– По-моему, ты уже, – улыбнулся Сашка, взял бутылку самогона и разлил по граненым рюмкам. – Начнем с сэма, а портвешком потом шлифанем.
   Противников этого не нашлось. После второй рюмки язык Гришки развязался, и он поведал друзьям мотив своего удручающего настроения.
   – Она при всех рассказала, что у меня не встал, понимаете? И все ржали! Все! Даже эти твари!
   Он схватил протянутый стаканчик и выпил содержимое.
   – Я думаю, это они во всем виноваты, – сказал Анатолий, покрутил в руке рюмку и выпил.
   – Ты о чем? – спросил Сашка.
   – Около года назад моя родная бабка на всю улицу начала орать… – он замолчал, будто взвешивал, стоит рассказывать это друзьям или нет.
   – Ну и чего? – зло спросил Григорий.
   – Она орала, что я…
   – Ну не тяни! – толкнул его в бок Гришка. – Если решил рассказывать, говори.
   – Она сказала, что я в третьем классе…
   – Ну! – теперь Сашка требовал.
   – Что я за баней целовался со Стасом Бидоном, – быстро проговорил Толик и зажмурился, будто именно так мог скрыть свой стыд.
   Тишина стала настолько ощутимой, что ему показалось, будто он остался совсем один где-нибудь на бескрайних просторах космоса.
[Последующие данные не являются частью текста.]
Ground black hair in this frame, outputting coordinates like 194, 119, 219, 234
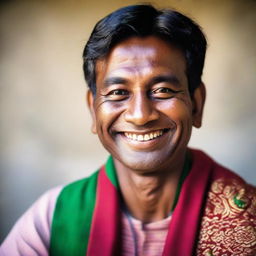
83, 5, 207, 95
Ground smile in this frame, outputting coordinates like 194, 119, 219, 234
124, 129, 167, 141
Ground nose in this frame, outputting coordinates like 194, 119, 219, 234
124, 92, 159, 126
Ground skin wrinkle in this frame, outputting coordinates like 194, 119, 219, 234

Анатолий открыл сначала один глаз, потом второй. Парни были здесь, но никто из них не начал издеваться. Они молча смотрели прямо перед собой. Спроси они сейчас с издевкой: ты правда целовался? Или: ну и как? Он бы их понял. Толик бы и сам не преминул поиздеваться над педиком. Поиздеваться, опустить и больше с ним не встречаться. Только теперь Анатолий понял, что натворил. Он подписал себе смертный приговор. Почему он рассказал то, что так тщательно скрывал? Может…
   – Меня трахнул отчим, когда мне было десять, – вдруг сказал Сашка.
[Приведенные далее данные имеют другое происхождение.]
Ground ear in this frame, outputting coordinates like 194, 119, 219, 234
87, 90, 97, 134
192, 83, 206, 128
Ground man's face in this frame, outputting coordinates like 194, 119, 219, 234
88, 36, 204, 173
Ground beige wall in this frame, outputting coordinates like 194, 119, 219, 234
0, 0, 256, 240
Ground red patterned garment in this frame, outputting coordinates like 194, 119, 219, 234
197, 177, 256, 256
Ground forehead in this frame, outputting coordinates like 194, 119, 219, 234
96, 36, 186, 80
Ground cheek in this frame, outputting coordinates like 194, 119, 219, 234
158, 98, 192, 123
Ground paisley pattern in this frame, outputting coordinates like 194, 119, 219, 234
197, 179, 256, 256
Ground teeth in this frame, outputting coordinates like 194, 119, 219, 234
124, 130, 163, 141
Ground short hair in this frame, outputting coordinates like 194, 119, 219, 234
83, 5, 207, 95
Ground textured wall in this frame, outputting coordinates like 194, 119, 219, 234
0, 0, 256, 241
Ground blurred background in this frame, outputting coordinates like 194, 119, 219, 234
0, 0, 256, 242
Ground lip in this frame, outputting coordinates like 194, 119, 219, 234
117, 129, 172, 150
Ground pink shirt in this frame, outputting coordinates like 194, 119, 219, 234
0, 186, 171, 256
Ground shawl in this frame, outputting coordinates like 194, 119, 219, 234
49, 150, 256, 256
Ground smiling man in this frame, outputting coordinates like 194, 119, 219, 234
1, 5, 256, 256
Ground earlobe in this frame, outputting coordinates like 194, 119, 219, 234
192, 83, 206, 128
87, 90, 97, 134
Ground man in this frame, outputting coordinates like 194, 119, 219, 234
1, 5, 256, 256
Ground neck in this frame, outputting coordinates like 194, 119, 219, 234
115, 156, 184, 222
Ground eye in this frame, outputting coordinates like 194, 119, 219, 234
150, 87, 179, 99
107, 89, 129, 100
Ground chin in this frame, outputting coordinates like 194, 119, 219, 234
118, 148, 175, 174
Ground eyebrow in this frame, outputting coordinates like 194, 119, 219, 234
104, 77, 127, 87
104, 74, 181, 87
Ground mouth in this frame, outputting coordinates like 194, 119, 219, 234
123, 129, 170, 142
   – Они здесь! – воскликнул Толик и посмотрел по сторонам.
   У магазина, во дворе которого они сидели, показалась какая-то тень.
   – Кто? – спросил Гришка и проследил за взглядом Анатолия.
   – Сестры, – прошептал Толик.
   Гриша и Саша встали.
   – Я же вам говорил, что это все они. Они делают так, чтобы мы рассказывали о своих тайнах.
   – Ах ты, тварь двухголовая! – Сашка схватил кусок трубы.
   – Давайте ее трахнем, – предложил Гриша и достал нож.
   – Кого ее? – не понял Толик и тоже встал.
   – Ну их, какая разница. Мне вот интересно, дырка у них одна на двоих или…
   Темный двухголовый силуэт появился в проходе между зданием магазина и склада. Ребята знали, что это она, они, оно. Сиамских близнецов Аню и Яну боялись все. И не только потому, что они были не такие, как все. Сестер боялись, потому что у них был дар. Толик не знал ничего про остальные дары, но один из них как раз и пугал всех. При появлении сестер люди выкладывали друг о друге все постыдные вещи.
   Силуэт с двумя головами все еще стоял в проходе. И даже когда Гришка пошел на сестер, они не пошевелились. Сашка ударом трубы сбил девушек с ног. Гриша разодрал платье, одна грудь вывалилась, обнажив розовый сосок.
   – А сисек у вас сколько? – заржал Григорий и дернул платье. Вторая красивая грудь тоже обнажилась. – Две? – Казалось, хулиган удивился по-настоящему.
   Одна сестра от удара потеряла сознание, а вторая безумно вращала глазами и что-то шептала. Только единожды парни смогли расслышать:
   – Не надо, пожалуйста.
   Но их было уже не остановить. Им было наплевать на две души в одном теле, на инвалидность девочек. От красивого (это удивило подонков больше всего) тела они помешались, совсем позабыв об остальных дарах сестер. Они изнасиловали их по очереди. Затащили за склад и снова сели пить.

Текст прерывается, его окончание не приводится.